Сережи дома не было, я сначала общался с Норой Сергеевной, его мамой, с Еленой Давыдовной, его женой и с Колей, его сыном. Сережа появился где-то через час примерно. Оказывается, он был на «Свободе», он работал на «Свободе», я много его слушал, все его слушали. У него были замечательные комментарии, ироничные, прелестные комментарии на «Свободе» – он там много лет прослужил, это был основной заработок, пока не стала приносить какие-то деньги литература. Он собирался ехать домой, ему позвонили, что я приехал, он счел своим долгом обязательно пойти в какой-то супермаркет, там купить бутылку, купить чего-то еще... Человек никогда в жизни обо мне не слышал, кто я ему – никто, ничто… Появляется уже весь такой… И сначала был некий напряг, естественно. Я жутко стесняюсь, я вообще не люблю где бы то ни было останавливаться, это у меня такое психологическое свойство, очень не люблю останавливаться у кого-то. Всегда лучше в дом колхозника пойду. Он жил в Нью-Йорке, Квинсе… Квинс – это совершенно особое место. Никто в Нью-Йорке не был, нет? Ну что вы смеетесь? Я совершенно не понимаю, что вы так хохочете.

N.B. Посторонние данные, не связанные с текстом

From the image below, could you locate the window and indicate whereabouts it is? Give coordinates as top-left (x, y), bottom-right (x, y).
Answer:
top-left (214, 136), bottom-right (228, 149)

В классе моей дочери – две девочки, которые уже были в Нью-Йорке, так что…Так, я еще по рядам пущу книжки, они были подписаны, вы их посмотрите…

Квинс – это особое совершенно место в Нью-Йорке. Нью-Йорк сам подразделяется так: Манхеттен, где все небоскребы, всеми представляемый парадный Нью-Йорк. Потом Бруклин – это в общем-то такой район, который разделяется на супербогатых – это виллы, холмы, там все замечательно и район в основном еврейский, гораздо менее престижный, но еще вполне такой респектабельный, потом – Квинс. Квинс – это район чисто эмигрантский, чисто.

Вопрос студентки: А как же Брайтон-Бич?

А.М.: Брайтон-Бич – это совершенно особая статья, я вам расскажу, я там тоже был, это…ну как вам сказать… Ну, как Одесса существует, как мифологема некая, так и Брайтон-Бич тоже.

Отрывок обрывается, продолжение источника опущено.